In my first email to the Cabinet on 4th May 2001, I urged the Ministers “in the name of equity, justice, national unity and national development” to implement the university intake quota system in a flexible and “smart” manner, release the 7,168 unfilled public university places to eligible non-bumiputera students and offer university places to the top SPM and STPM top-scorers.
In my second email to the Cabinet on 14th May 2001, I urged the Ministers to urgently redress the policy neglect to develop high-quality higher education system. I stressed that in the new economy, human capital is more important than physical capital and the quality of knowledge generated within our higher education institutions is becoming increasingly critical to our national competitiveness.
In my third email to the Cabinet on 21st May 2001, I urged the Ministers to urgently address the inter-related controversies of fair universities admission, quality of higher education system, K-economy and Bangsa Malaysia to identify and repair the faultlines in the nation-building process to lift Malaysians out of the communal cocoons to face the world competititon as one people.
In my fourth email to the Cabinet on 28th May 2001, I urged the Ministers to repudiate the call by the Education Minister, Tan Sri Musa Mohamad for the extension of the quota system to the private institutes of higher learning (IPTS) and the MCA takeover of two Chinese national dailies, the Nanyang Siang Pau and China Press, as both will become constraints in the drive to transform Malaysia into a K-economy.
I am now convinced that the biggest obstacle to Malaysia’s success to become a K-economy is one of mind-set and DAP calls on the Cabinet Ministers to undergo re-education to develop an IT mindset if the nation is to successfully plug into the new global knowledge-based economy.
Faced with the challenges of globalisation, liberalisation and information and communications technology (ICT), the Cabinet should be leading and guiding the nation to address the critical educational issues of raising the Malaysian enrolment in higher education (as a proportion of the number of people at the ages most relevant to higher education), ensuring world-class quality for our higher education system and the emphasis to produce a critical mass of scientific and technical manpower to power Malaysia into a hi-tech future.

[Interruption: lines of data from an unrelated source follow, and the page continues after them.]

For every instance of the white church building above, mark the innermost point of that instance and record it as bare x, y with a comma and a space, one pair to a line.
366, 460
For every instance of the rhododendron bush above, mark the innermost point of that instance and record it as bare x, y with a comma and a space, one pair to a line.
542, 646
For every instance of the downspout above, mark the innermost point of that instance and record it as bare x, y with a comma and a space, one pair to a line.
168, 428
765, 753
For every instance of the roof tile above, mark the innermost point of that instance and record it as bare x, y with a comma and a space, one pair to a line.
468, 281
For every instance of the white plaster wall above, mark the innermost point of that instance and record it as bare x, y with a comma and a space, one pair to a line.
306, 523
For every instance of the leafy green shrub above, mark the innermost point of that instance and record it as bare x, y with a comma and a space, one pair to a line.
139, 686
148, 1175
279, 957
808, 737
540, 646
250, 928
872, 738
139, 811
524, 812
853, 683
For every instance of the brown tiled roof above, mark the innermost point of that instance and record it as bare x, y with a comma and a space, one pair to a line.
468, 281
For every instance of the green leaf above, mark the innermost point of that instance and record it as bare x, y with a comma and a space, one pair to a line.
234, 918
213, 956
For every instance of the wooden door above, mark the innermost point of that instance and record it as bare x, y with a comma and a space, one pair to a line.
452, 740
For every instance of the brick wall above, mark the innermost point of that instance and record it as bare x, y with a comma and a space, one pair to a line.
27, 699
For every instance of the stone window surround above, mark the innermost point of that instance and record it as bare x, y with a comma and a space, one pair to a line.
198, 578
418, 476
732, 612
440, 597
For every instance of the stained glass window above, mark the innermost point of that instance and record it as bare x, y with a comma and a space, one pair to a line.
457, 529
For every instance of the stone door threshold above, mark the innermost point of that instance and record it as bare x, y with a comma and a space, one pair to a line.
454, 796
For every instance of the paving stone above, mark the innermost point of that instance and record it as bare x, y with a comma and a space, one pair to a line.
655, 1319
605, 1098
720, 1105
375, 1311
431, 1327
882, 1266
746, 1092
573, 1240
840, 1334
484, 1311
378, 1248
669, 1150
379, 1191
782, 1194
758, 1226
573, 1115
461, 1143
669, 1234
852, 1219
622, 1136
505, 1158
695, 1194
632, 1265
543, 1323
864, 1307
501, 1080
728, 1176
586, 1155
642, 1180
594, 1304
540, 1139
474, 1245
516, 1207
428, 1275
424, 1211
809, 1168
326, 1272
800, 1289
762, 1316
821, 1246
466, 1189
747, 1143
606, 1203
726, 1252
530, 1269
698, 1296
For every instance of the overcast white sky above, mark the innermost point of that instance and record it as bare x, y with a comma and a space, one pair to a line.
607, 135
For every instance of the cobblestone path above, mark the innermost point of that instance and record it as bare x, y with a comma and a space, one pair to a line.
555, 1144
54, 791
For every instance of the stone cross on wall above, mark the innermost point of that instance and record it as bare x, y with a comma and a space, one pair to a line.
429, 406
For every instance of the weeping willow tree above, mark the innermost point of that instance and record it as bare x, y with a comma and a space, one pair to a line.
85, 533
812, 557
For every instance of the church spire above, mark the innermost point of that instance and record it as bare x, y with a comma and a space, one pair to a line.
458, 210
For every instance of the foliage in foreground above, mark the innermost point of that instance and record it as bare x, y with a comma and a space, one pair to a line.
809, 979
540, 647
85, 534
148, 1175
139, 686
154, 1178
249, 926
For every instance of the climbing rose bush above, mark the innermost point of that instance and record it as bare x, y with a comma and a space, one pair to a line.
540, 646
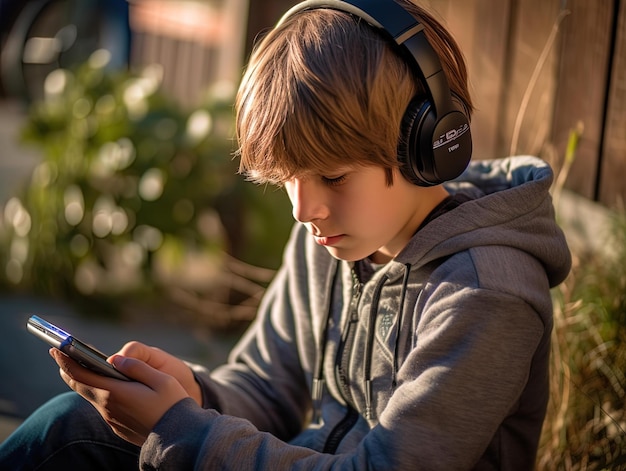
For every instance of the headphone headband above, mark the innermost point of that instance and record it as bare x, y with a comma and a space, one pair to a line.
402, 28
435, 142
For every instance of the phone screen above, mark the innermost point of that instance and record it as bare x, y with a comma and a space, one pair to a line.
85, 354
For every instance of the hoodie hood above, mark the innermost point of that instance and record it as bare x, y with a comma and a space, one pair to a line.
511, 206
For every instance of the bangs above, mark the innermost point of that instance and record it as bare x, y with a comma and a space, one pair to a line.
307, 106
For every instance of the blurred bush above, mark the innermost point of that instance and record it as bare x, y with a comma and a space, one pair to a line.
134, 195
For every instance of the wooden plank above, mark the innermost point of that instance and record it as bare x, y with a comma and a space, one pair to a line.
527, 102
612, 189
582, 88
483, 26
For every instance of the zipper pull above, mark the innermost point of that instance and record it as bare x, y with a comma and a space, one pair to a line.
368, 399
318, 389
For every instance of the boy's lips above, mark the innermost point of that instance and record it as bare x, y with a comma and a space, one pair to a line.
328, 241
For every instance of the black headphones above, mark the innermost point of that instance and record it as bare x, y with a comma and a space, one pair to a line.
435, 142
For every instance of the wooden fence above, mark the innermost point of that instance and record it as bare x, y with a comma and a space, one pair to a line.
539, 69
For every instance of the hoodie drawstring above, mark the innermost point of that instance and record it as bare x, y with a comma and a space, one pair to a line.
369, 347
405, 283
318, 377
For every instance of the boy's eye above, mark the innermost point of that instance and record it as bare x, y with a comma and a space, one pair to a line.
334, 180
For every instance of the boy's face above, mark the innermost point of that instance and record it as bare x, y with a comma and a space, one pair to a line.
355, 214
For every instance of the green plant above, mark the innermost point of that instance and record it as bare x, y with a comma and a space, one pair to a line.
132, 193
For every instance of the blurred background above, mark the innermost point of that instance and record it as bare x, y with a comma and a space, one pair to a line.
122, 217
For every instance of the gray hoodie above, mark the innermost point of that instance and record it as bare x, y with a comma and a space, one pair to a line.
436, 360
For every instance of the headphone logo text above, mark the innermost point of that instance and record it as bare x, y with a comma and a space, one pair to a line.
451, 136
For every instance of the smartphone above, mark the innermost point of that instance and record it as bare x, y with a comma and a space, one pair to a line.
86, 355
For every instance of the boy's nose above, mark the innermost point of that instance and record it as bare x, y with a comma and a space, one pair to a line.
306, 200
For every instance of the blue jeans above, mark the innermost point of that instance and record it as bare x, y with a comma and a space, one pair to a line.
67, 430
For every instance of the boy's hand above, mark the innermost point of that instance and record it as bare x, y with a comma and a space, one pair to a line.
131, 408
165, 363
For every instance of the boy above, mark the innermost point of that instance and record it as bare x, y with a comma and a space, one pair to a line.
409, 325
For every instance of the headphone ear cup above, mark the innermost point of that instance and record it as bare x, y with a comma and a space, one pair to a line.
412, 160
434, 151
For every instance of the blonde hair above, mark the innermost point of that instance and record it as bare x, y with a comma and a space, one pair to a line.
324, 90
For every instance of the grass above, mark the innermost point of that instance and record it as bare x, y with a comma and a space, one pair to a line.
585, 427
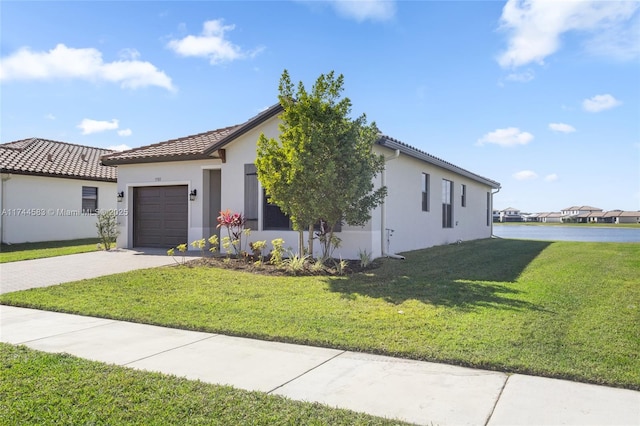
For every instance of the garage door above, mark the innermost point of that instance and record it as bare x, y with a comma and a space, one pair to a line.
160, 216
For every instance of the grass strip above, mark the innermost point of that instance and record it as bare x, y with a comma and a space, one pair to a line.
564, 309
38, 388
28, 251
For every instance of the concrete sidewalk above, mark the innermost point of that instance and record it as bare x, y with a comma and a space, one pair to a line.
15, 276
418, 392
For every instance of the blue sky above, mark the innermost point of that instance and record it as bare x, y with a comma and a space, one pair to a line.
542, 96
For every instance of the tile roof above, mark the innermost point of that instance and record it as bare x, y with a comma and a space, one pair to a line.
392, 143
193, 147
204, 145
43, 157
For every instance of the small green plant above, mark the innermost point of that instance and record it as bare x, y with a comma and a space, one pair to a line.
296, 263
257, 248
317, 266
365, 258
341, 267
182, 248
200, 245
107, 228
277, 252
214, 242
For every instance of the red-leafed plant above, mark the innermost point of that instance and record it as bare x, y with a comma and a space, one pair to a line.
234, 223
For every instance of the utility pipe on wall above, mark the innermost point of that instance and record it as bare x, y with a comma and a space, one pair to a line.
383, 209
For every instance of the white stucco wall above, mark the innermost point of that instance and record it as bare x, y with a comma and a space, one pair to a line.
38, 208
413, 228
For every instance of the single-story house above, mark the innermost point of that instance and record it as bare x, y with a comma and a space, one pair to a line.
174, 190
578, 213
550, 217
510, 214
52, 190
620, 216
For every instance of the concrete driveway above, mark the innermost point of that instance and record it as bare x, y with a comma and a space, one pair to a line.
15, 276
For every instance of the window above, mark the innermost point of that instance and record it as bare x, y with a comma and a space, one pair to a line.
447, 207
463, 195
89, 199
272, 216
488, 209
425, 192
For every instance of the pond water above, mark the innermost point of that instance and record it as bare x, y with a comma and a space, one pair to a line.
568, 233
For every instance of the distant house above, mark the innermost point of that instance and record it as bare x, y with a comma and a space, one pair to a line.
52, 190
550, 217
620, 216
510, 215
175, 189
581, 214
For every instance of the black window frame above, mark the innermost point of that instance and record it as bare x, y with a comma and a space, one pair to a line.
463, 195
89, 199
426, 180
447, 203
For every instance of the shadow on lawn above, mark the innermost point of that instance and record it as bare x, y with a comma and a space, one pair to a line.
467, 276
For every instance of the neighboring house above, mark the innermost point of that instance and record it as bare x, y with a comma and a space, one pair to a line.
510, 215
51, 190
175, 189
550, 217
620, 216
578, 213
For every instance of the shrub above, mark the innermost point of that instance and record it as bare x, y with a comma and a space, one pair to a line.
107, 228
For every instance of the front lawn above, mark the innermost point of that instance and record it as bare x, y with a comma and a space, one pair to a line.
27, 251
563, 309
38, 388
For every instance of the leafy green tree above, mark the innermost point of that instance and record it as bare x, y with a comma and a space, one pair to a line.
323, 165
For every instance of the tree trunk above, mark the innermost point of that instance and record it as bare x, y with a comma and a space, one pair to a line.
311, 241
301, 242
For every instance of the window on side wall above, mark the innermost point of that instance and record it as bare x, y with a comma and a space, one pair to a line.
463, 195
89, 199
272, 217
447, 207
425, 192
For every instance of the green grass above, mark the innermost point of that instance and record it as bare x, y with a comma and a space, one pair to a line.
584, 225
27, 251
563, 309
37, 388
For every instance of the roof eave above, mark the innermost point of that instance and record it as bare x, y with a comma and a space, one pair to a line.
415, 153
156, 159
249, 125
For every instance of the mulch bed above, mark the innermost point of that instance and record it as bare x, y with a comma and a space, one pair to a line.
251, 265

Cabinet leadership in these directions is sorely lacking. Instead, the country has been plunged into highly divisive and negative controversies because the Education Minister is more interested in “populist” issues like increasing the IPTA bumiputra quota from 55% to 66% and imposing the 55:45 quota on IPTS.
What is worse, public credibility in government data, whether educational or economic, has reached a crisis stage as both the Education Minister and his Parliamentary Secretary, Datuk Mahadzir Mohd Khir have been using false statistics about IPTA and IPTS university intakes.
Both have claimed that bumiputra students are only 55% in the local public universities (IPTAs) and 10% in the local private institutions of higher learning (IPTSs), when in actual fact, in the past two decades, the bumiputra student ratio in the IPTAs was not 55% but very much higher, ranging from 65.9 per cent in 1990 to 69.9 per cent for the first-degree level; while the IPTS bumiputra student ratio is very much higher than 10 per cent, e.g. for 1999, bumiputra students in the IPTS comprised 19.4 per cent of first-degree, 40.45 per cent of diploma and 52.1 per cent of certificate enrolment, or 40.6 per cent of total IPTS tertiary enrolment.
The problem before the nation is not whether the Government and Cabinet is committed to a K-economy but whether they understand what a knowledge-based economy means.
In a knowledge-based economy, the generation and utilization of
knowledge contribute to a significant part in economic growth and wealth
creation. While the traditional factors of production, that is labour,
capital, raw materials and
entrepreneurship, remain important, knowledge will be the key factor
driving growth, creating new value and providing the basis to remain competitive.
In fact, in the new world of K-economy, higher education is no longer a luxury but essential to national social and economic development. This is because participation in the knowledge economy requires a new set of human skills. People need to have higher qualifications and to be capable of greater intellectual independence.
Is the Cabinet prepared to recognise and respect the right of every Malaysian to tertiary education as a first step to transform Malaysia into a K-economy?